IN early April, 27-year-old John Price will set off from his family home in Ainslie for a remote corner of Nepal, where he and two New Zealanders will try to reach a 6900m-high peak that has never been climbed before.

“It’s a two-month expedition,” he explains. “We leave from a town called Taplejung, then we trek for a few days to a town called Ghunsa, and then from there we have a further three or four days trek to where we’ll set up base camp in the Ramthang Valley. That’s at around 5000m, so from there we’ve still got around 2000m to climb.”

The distance from base camp to the top is similar to the height of Mt Kosciuszko – from sea level – but at that altitude, every step is exhausting, and there’s no helpful chairlifts or pathways.

“We expect it to take six to eight days up to the summit and down, depending on conditions and how we’re all doing healthwise.”

Remarkably, Price only started serious mountaineering less than three years ago and the highest he’s climbed is little more than half the altitude of the mountain now in his sights: Anidesha Chuli or “The White Wave”.

“It’s a big question mark for me to see how I’ll do at altitude because there’s no way to know,” he says casually.

“I’ve climbed a lot of mountains in Canada – stood on a lot of summits – but the altitude in Canada is not very high. In general, in the Canadian Rockies you usually climb to around 3500m.”

His highly experienced companions, Paul and Shelley Hersey, are at opposite ends of the spectrum in terms of acclimatising to high altitude, he says, “…so if I’m anywhere in between it should work out quite well.”

About five years ago, Price did what a lot of Canberrans dream of doing and packed in his public service job in search of adventure.

“I was working in IT for the Government and it wasn’t for me, I didn’t enjoy it, so I decided to move to NZ and study adventure recreation and guiding, at a tertiary level,” he says. “I did a paper on rock climbing and mountain climbing and fell in love with it. That was 2009 and from then on, it just dictated my life.”

After the course he spent six months in Christchurch with his new love until the earthquakes shattered his home and the outdoor shop where he worked, which is also where he met Paul, his first mountaineering mentor.

Back home in Canberra, Price worked in rope-access cleaning as he prepared for his next move, to Banff in the Canadian Rockies.

“All my mentors had said: ‘Go to Canada if you want to be a good mountain climber’, because it’s the best place in the world to climb ice,” he explains. “The access is a lot easier than NZ and they have a long winter with much colder temperatures, so there’s a lot of water ice to climb there and you can get very good, very quickly, if you put your mind to it.”

Not content just to attempt to climb Anidesha Chuli, Price and the Herseys also want to make a documentary about the adventure so they’re bringing photography and video production equipment to base camp, with the help of porters, as well as all their food and climbing gear.

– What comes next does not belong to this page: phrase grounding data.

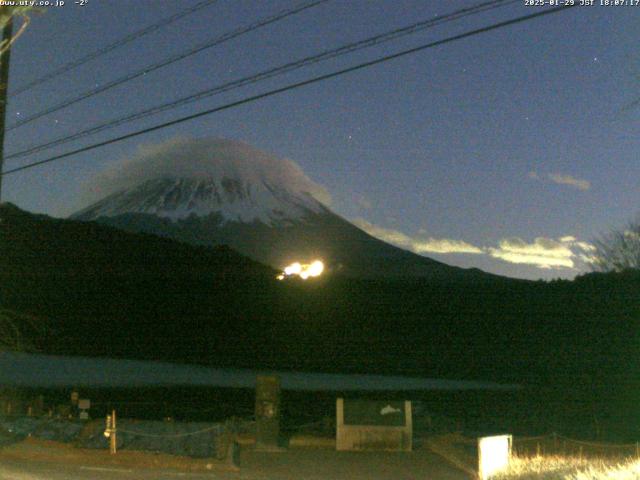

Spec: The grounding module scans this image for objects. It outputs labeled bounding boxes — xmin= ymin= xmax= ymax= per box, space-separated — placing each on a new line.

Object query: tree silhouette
xmin=592 ymin=217 xmax=640 ymax=272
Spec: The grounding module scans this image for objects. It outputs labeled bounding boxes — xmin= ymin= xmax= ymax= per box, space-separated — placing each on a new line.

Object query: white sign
xmin=478 ymin=435 xmax=512 ymax=480
xmin=380 ymin=405 xmax=402 ymax=415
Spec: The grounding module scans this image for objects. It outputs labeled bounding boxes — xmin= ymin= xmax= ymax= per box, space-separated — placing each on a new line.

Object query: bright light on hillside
xmin=284 ymin=262 xmax=302 ymax=275
xmin=277 ymin=260 xmax=324 ymax=280
xmin=308 ymin=260 xmax=324 ymax=276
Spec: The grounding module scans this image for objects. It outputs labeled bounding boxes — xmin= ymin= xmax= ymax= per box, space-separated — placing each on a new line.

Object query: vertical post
xmin=70 ymin=389 xmax=79 ymax=419
xmin=335 ymin=398 xmax=344 ymax=451
xmin=254 ymin=375 xmax=281 ymax=451
xmin=402 ymin=400 xmax=413 ymax=452
xmin=0 ymin=11 xmax=13 ymax=202
xmin=110 ymin=409 xmax=117 ymax=454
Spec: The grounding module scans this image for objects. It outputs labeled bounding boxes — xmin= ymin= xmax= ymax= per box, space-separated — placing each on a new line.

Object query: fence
xmin=0 ymin=413 xmax=253 ymax=461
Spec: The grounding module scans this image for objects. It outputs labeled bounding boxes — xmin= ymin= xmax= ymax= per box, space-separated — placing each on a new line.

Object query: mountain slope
xmin=72 ymin=138 xmax=496 ymax=280
xmin=0 ymin=202 xmax=276 ymax=363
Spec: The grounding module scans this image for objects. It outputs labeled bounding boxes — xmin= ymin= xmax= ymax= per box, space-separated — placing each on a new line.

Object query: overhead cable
xmin=0 ymin=5 xmax=576 ymax=178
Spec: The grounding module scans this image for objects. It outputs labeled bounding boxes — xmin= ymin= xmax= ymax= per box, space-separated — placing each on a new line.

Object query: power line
xmin=6 ymin=0 xmax=329 ymax=131
xmin=0 ymin=4 xmax=576 ymax=178
xmin=5 ymin=0 xmax=518 ymax=162
xmin=11 ymin=0 xmax=220 ymax=97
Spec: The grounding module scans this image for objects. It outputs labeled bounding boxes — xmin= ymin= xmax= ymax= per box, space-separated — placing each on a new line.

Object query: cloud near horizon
xmin=548 ymin=173 xmax=591 ymax=191
xmin=488 ymin=237 xmax=576 ymax=269
xmin=355 ymin=219 xmax=596 ymax=271
xmin=488 ymin=235 xmax=596 ymax=269
xmin=527 ymin=171 xmax=591 ymax=191
xmin=353 ymin=219 xmax=484 ymax=255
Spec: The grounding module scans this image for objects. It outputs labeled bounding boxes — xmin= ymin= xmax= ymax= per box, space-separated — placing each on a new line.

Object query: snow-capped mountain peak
xmin=73 ymin=138 xmax=330 ymax=225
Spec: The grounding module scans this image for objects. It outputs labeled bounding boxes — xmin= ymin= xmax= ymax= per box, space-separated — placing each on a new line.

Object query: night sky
xmin=2 ymin=0 xmax=638 ymax=280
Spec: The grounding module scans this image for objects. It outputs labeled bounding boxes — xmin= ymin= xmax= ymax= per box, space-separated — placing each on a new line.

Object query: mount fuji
xmin=72 ymin=138 xmax=493 ymax=280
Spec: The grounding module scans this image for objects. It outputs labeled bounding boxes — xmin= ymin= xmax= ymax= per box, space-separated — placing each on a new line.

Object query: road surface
xmin=0 ymin=440 xmax=468 ymax=479
xmin=0 ymin=458 xmax=231 ymax=480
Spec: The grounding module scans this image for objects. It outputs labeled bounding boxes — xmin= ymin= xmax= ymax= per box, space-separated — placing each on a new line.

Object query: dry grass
xmin=495 ymin=454 xmax=640 ymax=480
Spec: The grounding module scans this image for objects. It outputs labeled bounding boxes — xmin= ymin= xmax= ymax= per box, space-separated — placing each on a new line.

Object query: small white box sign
xmin=478 ymin=434 xmax=512 ymax=480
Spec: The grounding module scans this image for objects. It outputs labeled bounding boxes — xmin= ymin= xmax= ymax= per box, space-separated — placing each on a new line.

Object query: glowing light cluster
xmin=277 ymin=260 xmax=324 ymax=280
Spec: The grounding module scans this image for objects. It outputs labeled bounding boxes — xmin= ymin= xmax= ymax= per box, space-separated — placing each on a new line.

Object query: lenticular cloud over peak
xmin=72 ymin=137 xmax=334 ymax=226
xmin=83 ymin=137 xmax=331 ymax=207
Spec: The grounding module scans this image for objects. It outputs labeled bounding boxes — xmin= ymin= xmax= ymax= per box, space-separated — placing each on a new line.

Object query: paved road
xmin=0 ymin=459 xmax=234 ymax=480
xmin=0 ymin=449 xmax=467 ymax=480
xmin=237 ymin=449 xmax=467 ymax=480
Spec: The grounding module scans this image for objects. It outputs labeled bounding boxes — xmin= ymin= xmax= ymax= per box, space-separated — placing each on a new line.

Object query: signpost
xmin=336 ymin=398 xmax=412 ymax=451
xmin=78 ymin=398 xmax=90 ymax=420
xmin=478 ymin=434 xmax=512 ymax=479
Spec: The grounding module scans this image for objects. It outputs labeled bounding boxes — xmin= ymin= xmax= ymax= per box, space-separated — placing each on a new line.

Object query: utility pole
xmin=0 ymin=11 xmax=13 ymax=202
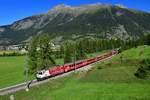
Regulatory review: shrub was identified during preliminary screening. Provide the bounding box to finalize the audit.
[134,59,150,79]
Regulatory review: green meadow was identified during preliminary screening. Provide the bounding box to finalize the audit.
[1,45,150,100]
[0,56,34,88]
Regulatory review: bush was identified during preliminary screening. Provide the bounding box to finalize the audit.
[134,59,150,79]
[134,67,147,78]
[97,66,102,69]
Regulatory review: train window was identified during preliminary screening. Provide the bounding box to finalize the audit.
[76,62,81,65]
[69,65,72,67]
[38,72,42,75]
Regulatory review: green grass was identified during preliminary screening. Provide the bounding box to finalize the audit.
[119,46,150,59]
[102,45,150,65]
[0,56,34,88]
[1,74,150,100]
[55,58,64,65]
[1,45,150,100]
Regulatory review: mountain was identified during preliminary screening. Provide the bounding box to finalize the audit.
[0,3,150,45]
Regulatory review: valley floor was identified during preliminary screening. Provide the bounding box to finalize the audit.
[1,45,150,100]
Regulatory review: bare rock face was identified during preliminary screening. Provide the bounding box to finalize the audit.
[116,10,124,16]
[11,19,34,30]
[33,15,49,29]
[111,25,130,40]
[0,27,5,32]
[0,38,11,44]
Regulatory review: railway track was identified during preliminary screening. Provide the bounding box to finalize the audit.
[0,53,117,96]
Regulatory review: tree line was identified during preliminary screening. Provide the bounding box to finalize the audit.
[28,33,150,74]
[56,37,138,63]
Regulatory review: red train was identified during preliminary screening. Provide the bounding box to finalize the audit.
[36,50,118,81]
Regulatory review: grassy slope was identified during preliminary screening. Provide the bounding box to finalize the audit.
[0,51,108,89]
[2,77,150,100]
[1,45,150,100]
[0,56,31,88]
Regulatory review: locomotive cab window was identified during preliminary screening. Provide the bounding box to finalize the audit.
[38,72,42,75]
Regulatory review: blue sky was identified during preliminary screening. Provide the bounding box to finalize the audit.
[0,0,150,26]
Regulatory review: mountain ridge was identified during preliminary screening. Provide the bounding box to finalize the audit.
[0,4,150,45]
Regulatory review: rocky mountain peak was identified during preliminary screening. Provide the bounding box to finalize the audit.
[48,4,74,14]
[79,3,111,8]
[53,4,72,10]
[48,3,112,15]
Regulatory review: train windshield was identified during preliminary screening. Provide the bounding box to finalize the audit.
[37,70,46,75]
[38,72,43,75]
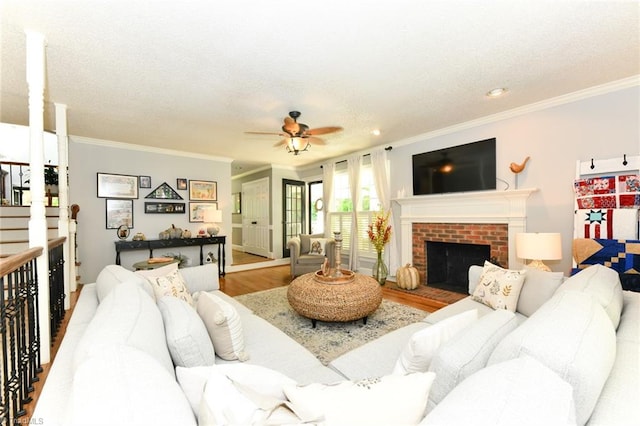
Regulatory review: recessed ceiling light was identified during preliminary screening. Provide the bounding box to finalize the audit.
[486,88,508,98]
[371,129,381,136]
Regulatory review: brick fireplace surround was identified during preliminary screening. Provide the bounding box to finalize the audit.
[394,188,537,284]
[412,223,508,285]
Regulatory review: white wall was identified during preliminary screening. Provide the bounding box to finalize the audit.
[389,85,640,274]
[69,138,232,283]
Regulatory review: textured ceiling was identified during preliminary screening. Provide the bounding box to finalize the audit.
[1,1,638,175]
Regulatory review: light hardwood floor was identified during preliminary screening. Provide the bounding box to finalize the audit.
[25,264,444,422]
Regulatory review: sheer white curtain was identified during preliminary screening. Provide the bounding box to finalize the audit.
[371,149,397,272]
[322,161,335,238]
[347,154,362,270]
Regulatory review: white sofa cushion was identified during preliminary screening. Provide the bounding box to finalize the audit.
[95,264,153,302]
[471,261,526,312]
[488,290,616,425]
[66,345,195,426]
[197,292,249,361]
[516,267,565,317]
[284,372,435,426]
[555,264,624,329]
[73,280,174,375]
[157,296,215,368]
[421,356,576,426]
[393,309,478,375]
[427,309,518,408]
[178,263,220,293]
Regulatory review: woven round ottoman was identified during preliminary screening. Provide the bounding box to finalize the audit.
[287,272,383,328]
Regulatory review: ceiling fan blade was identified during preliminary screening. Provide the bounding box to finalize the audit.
[306,126,343,136]
[306,136,326,145]
[245,131,285,136]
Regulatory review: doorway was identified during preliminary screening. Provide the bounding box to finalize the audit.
[242,177,270,258]
[282,179,305,258]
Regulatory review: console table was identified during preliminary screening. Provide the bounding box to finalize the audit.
[114,236,226,276]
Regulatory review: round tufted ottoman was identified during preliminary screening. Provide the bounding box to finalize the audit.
[287,272,383,327]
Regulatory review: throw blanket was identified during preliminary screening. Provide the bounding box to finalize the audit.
[572,238,640,292]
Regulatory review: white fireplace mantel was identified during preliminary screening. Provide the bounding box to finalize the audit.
[393,188,538,269]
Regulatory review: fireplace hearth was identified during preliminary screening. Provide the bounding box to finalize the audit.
[426,241,490,294]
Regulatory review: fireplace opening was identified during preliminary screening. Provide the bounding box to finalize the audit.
[426,241,491,294]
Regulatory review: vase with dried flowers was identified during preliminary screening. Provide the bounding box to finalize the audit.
[368,208,392,285]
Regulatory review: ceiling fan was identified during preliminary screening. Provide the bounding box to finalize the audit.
[245,111,343,155]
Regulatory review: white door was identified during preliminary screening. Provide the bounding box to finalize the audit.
[242,177,270,257]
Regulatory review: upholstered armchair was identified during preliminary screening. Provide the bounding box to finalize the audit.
[287,233,336,278]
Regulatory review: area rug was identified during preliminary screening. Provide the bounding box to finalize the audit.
[234,286,428,365]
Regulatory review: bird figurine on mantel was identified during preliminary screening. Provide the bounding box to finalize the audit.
[509,156,530,174]
[509,156,530,189]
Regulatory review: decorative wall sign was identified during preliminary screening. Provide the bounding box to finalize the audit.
[176,178,188,190]
[144,202,186,214]
[189,202,218,222]
[97,173,138,199]
[145,182,183,200]
[106,199,134,229]
[189,180,217,201]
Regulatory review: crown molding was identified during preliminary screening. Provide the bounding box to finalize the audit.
[384,75,640,149]
[70,135,233,163]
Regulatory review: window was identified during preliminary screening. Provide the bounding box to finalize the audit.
[329,163,381,256]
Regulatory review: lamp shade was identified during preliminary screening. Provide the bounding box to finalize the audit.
[515,233,562,261]
[202,208,222,224]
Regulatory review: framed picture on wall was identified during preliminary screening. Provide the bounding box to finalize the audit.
[139,175,151,188]
[189,202,218,222]
[106,199,134,229]
[189,180,217,201]
[97,173,138,199]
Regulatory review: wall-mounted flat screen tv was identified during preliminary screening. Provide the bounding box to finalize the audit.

“We’ll also have a cook on the way to base camp, but then after that on the climb, it’s just us,” says Price.

To get to the top they have to cross the Ramthang Glacier, take a left where it gets steep then find a path through 1000m of very steep ice, before they get to the relative safety of the col, a saddle in the long ridge that runs to the summit.

Along the way, they’ll have to avoid crevasses, ice falls, extreme cold and altitude sickness, as well as avalanches, like the one that forced a team of four New Zealanders to abandon climbing “The White Wave” last year.

“There’s a few risks to mitigate,” says Price, “but we’re a strong, conservative team, and I think we’ll make good decisions up there.”